# heya!.......im new



## elf run1 (Sep 22, 2009)

hey like i said im new not only to the site but also to mantid's and i am from central united states eh....not else much to say i guess.


----------



## agent A (Sep 22, 2009)

Welcome to the forum! I'm Alex from the Northern Connecticut wilderness and I am learning about Canada in school right now!


----------



## [email protected] (Sep 22, 2009)

Welcome to the forum.


----------



## grant (Sep 22, 2009)

Welcome to the forum

Grant


----------



## Katnapper (Sep 22, 2009)

Hey there, King of Elves... welcome to the forum.  Glad to have you here and best of luck if making mantis keeping your new hobby!
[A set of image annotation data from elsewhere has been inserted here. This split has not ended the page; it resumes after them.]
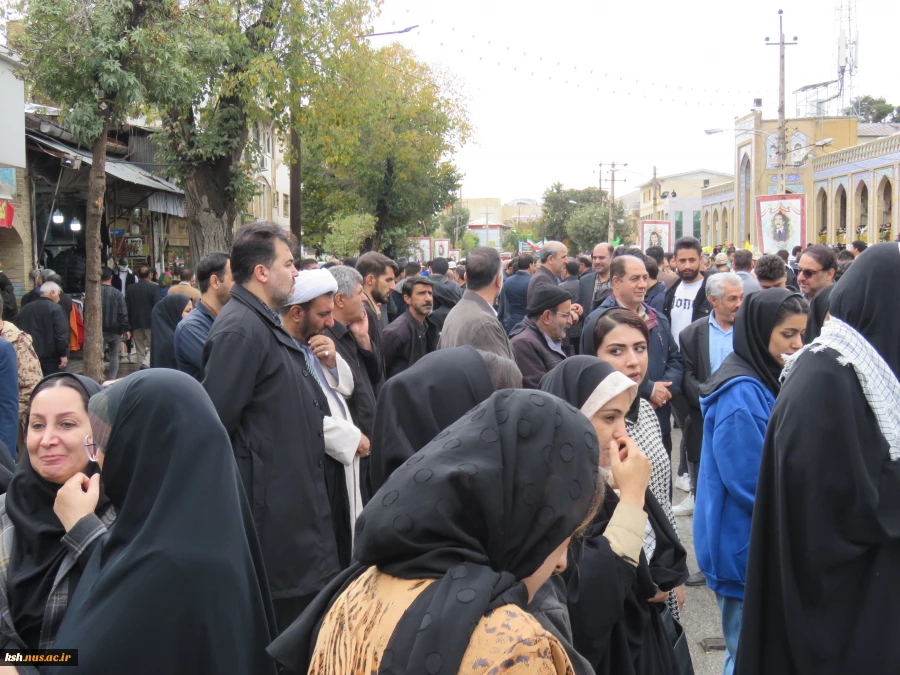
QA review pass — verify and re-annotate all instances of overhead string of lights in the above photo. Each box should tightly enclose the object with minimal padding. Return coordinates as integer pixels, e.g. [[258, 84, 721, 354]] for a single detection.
[[376, 19, 777, 108]]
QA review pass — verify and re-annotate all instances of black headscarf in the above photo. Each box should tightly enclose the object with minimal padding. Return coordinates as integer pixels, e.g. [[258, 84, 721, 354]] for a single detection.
[[369, 347, 494, 492], [50, 369, 275, 675], [829, 242, 900, 377], [700, 288, 798, 396], [803, 284, 835, 345], [270, 389, 599, 675], [6, 373, 109, 649], [150, 293, 191, 370]]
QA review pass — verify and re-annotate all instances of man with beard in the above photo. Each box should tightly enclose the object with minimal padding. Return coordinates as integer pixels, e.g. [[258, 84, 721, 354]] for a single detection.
[[384, 277, 439, 378], [665, 237, 712, 515], [578, 243, 613, 313], [356, 251, 400, 395], [203, 221, 341, 630], [281, 269, 369, 567], [325, 265, 380, 502], [510, 283, 574, 389]]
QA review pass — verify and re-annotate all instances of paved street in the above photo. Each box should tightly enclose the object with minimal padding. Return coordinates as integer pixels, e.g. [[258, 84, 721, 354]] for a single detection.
[[672, 429, 725, 675]]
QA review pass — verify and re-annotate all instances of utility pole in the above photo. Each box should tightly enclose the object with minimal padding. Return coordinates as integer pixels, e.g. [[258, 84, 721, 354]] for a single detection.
[[766, 9, 797, 195], [600, 162, 628, 244]]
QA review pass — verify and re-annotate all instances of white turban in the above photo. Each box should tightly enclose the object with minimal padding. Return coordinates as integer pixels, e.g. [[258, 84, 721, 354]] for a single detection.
[[285, 270, 337, 307]]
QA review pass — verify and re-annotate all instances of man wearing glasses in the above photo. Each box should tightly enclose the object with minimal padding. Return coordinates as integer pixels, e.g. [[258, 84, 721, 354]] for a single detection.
[[797, 244, 837, 302], [510, 284, 578, 389]]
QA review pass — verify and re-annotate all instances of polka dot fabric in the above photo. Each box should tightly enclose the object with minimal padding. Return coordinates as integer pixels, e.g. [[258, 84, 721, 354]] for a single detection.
[[354, 390, 599, 675]]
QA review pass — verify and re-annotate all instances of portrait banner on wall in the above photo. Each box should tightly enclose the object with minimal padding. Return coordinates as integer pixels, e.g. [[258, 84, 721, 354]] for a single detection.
[[431, 239, 450, 258], [756, 195, 806, 253], [641, 220, 675, 251], [409, 237, 431, 264]]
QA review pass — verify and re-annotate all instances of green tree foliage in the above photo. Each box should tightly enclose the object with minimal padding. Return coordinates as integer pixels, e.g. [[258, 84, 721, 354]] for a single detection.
[[534, 183, 606, 243], [566, 202, 635, 255], [300, 44, 470, 253], [841, 95, 900, 122], [324, 213, 375, 258], [161, 0, 372, 258], [10, 0, 214, 380]]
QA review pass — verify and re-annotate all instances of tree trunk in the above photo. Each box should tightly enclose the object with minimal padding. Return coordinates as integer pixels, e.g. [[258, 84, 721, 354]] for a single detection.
[[184, 158, 237, 265], [83, 120, 109, 382], [288, 121, 303, 246], [362, 159, 394, 253]]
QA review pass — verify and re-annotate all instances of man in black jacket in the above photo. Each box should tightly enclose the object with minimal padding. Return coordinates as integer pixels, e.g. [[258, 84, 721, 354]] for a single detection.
[[18, 281, 69, 376], [325, 265, 380, 502], [125, 265, 159, 368], [202, 221, 340, 631], [384, 277, 440, 378], [100, 267, 131, 380]]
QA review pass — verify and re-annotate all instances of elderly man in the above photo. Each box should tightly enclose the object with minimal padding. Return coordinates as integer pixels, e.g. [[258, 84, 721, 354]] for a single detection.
[[384, 275, 440, 378], [202, 221, 341, 630], [19, 281, 69, 376], [510, 284, 572, 389], [438, 246, 514, 359], [673, 272, 744, 515], [325, 265, 378, 501], [281, 269, 369, 567]]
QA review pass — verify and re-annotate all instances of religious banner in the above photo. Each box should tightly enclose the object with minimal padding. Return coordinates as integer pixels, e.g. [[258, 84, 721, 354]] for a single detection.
[[0, 199, 16, 227], [641, 220, 675, 251], [756, 195, 806, 253], [409, 237, 431, 265]]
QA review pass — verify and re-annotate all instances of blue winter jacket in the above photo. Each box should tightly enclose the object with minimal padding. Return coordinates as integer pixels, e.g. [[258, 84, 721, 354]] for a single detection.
[[694, 376, 775, 600]]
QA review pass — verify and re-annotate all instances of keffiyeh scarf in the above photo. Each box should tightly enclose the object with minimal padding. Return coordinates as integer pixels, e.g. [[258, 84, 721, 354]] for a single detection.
[[781, 317, 900, 461]]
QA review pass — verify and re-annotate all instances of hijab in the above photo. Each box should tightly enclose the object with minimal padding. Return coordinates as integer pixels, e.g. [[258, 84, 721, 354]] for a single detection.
[[50, 369, 275, 675], [6, 373, 109, 649], [369, 346, 494, 492], [150, 295, 191, 370], [828, 242, 900, 378], [803, 284, 835, 344], [270, 390, 599, 675], [700, 288, 798, 397], [539, 356, 638, 419]]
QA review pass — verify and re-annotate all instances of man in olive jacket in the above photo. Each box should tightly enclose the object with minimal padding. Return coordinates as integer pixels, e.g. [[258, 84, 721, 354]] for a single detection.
[[203, 222, 341, 631]]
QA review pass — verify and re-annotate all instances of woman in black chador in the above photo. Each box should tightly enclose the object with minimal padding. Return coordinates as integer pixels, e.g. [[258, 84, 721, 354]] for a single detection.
[[737, 243, 900, 675]]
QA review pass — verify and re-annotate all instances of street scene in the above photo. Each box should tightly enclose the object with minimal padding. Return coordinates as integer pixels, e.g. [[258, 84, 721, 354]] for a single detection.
[[0, 0, 900, 675]]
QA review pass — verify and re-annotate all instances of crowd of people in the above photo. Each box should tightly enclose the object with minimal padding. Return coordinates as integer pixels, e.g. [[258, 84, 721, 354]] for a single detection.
[[0, 222, 900, 675]]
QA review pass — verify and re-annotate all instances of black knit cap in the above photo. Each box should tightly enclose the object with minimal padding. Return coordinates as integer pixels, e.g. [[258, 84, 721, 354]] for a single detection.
[[525, 284, 572, 316]]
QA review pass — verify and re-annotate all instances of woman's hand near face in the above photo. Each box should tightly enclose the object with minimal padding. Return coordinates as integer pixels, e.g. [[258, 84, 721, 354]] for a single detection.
[[53, 473, 100, 532], [609, 436, 652, 509]]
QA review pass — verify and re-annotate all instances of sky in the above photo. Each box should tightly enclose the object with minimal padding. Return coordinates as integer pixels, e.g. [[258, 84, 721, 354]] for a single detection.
[[370, 0, 900, 202]]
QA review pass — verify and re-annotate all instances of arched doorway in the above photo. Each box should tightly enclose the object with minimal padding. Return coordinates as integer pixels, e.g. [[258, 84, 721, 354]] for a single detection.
[[851, 181, 869, 244], [875, 176, 894, 241], [734, 156, 756, 248], [834, 185, 850, 245], [816, 188, 831, 244]]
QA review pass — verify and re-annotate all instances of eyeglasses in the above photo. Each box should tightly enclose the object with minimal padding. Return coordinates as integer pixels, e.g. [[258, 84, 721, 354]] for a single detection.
[[84, 434, 100, 462], [797, 267, 824, 277]]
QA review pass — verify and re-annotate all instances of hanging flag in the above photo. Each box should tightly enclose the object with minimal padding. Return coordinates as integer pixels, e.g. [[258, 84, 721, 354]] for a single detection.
[[0, 199, 16, 227]]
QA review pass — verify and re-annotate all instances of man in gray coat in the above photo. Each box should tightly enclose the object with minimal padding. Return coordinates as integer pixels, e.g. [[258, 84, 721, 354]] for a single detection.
[[438, 246, 515, 360]]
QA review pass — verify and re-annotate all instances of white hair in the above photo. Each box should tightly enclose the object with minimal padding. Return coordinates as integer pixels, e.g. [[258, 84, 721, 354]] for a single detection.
[[706, 272, 744, 300], [41, 281, 62, 298], [328, 265, 362, 298]]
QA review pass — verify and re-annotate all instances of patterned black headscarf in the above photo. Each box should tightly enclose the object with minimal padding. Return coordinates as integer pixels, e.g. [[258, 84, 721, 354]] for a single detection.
[[269, 389, 599, 675]]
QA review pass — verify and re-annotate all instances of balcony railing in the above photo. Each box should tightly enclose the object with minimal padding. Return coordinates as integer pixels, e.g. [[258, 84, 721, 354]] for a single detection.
[[813, 134, 900, 173]]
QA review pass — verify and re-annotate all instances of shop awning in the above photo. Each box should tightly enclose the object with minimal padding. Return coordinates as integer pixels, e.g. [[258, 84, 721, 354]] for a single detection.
[[26, 131, 184, 218]]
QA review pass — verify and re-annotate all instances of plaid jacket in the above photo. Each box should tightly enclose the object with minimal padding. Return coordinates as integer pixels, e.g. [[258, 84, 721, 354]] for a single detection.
[[0, 495, 116, 656]]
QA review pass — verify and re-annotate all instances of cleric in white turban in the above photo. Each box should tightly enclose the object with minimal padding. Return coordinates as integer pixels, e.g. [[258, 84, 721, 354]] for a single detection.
[[281, 269, 369, 567]]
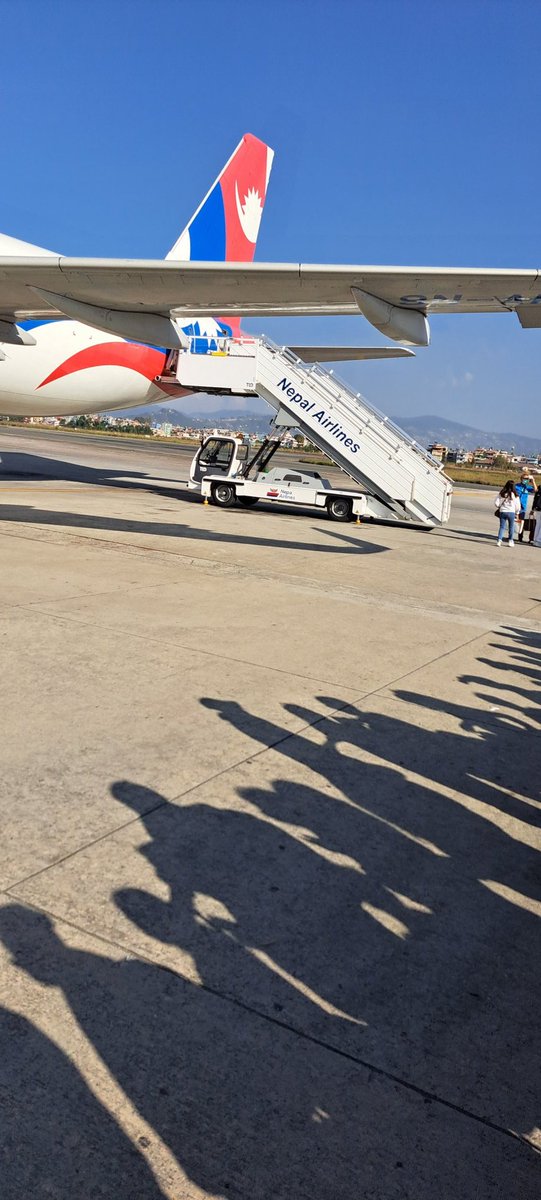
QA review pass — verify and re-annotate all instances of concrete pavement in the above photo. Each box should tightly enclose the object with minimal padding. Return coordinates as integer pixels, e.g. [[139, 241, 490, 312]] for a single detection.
[[0, 432, 541, 1200]]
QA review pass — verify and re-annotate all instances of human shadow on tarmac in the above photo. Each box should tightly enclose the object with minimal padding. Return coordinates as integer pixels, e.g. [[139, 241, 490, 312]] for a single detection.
[[0, 1003, 163, 1200], [0, 504, 390, 554], [0, 630, 539, 1200]]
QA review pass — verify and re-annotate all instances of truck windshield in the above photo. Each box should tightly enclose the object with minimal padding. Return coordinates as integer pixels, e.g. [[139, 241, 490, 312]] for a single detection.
[[199, 438, 235, 467]]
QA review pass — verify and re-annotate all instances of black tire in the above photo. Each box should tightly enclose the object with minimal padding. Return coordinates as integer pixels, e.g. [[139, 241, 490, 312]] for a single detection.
[[210, 481, 236, 509], [326, 496, 351, 521]]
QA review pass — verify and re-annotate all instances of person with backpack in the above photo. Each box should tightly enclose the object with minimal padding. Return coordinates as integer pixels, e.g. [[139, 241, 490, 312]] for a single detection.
[[516, 470, 535, 541], [529, 484, 541, 546], [494, 479, 521, 548]]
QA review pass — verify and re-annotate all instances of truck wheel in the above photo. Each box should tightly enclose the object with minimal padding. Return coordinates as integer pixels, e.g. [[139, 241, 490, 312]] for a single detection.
[[210, 484, 236, 509], [326, 496, 351, 521]]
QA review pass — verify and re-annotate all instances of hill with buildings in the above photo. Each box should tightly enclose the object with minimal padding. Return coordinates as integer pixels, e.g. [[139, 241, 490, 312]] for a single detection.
[[392, 416, 541, 457]]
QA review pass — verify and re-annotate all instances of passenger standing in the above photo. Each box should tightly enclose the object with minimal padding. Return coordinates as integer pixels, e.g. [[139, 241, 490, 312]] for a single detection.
[[516, 470, 535, 541], [495, 479, 521, 548], [529, 484, 541, 546]]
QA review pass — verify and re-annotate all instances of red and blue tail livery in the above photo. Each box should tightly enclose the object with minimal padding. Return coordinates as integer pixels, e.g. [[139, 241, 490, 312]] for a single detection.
[[0, 133, 273, 416], [167, 133, 273, 263]]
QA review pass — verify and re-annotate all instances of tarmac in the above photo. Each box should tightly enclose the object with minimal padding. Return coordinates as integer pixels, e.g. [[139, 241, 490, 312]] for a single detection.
[[0, 430, 541, 1200]]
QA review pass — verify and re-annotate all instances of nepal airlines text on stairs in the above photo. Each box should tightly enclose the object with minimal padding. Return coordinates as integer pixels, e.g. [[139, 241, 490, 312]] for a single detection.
[[176, 337, 452, 526]]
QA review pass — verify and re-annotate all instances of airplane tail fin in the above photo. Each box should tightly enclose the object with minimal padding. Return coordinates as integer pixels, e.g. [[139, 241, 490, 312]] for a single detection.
[[166, 133, 275, 335]]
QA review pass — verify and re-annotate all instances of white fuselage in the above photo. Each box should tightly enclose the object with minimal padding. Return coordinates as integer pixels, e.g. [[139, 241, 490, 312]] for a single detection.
[[0, 320, 193, 416]]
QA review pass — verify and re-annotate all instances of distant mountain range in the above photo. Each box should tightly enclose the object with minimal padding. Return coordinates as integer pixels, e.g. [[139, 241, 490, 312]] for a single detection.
[[392, 416, 541, 456], [106, 407, 541, 456], [107, 406, 272, 433]]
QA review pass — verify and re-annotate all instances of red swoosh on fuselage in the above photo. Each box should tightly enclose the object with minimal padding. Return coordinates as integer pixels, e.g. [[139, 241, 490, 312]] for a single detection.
[[36, 342, 166, 390]]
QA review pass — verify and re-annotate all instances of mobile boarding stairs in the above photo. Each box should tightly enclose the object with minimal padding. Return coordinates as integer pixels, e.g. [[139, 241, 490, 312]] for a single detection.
[[167, 337, 452, 526]]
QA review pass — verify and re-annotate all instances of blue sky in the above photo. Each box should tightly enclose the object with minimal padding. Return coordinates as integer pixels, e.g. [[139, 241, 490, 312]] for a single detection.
[[0, 0, 541, 436]]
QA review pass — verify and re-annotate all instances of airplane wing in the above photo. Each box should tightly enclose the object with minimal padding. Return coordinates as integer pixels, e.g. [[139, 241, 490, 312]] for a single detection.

It's a great hobby, btw...


----------



## Stone (Sep 22, 2009)

Welcome to the forum!


----------



## Rick (Sep 22, 2009)

Welcome


----------



## ismart (Sep 22, 2009)

welcome to the forum!


----------



## hibiscusmile (Sep 22, 2009)

Welcome to mantis forum! from OHIO!


----------



## wero626 (Sep 23, 2009)

Welcome and be prepared to learn and gain alot of knowledge this site is the perfect site to do that good luck wit all ya mantid rearing =]


----------



## revmdn (Sep 23, 2009)

Welcome.


----------



## Boxer_Bug (Sep 25, 2009)

Welcome to Arthropod HQ.


----------



## elf run1 (Sep 25, 2009)

ty guys


----------



## nprowler (Sep 27, 2009)

HELLO. this is great site. i've only been a member for 2 months. there is alot of help here if you need it


----------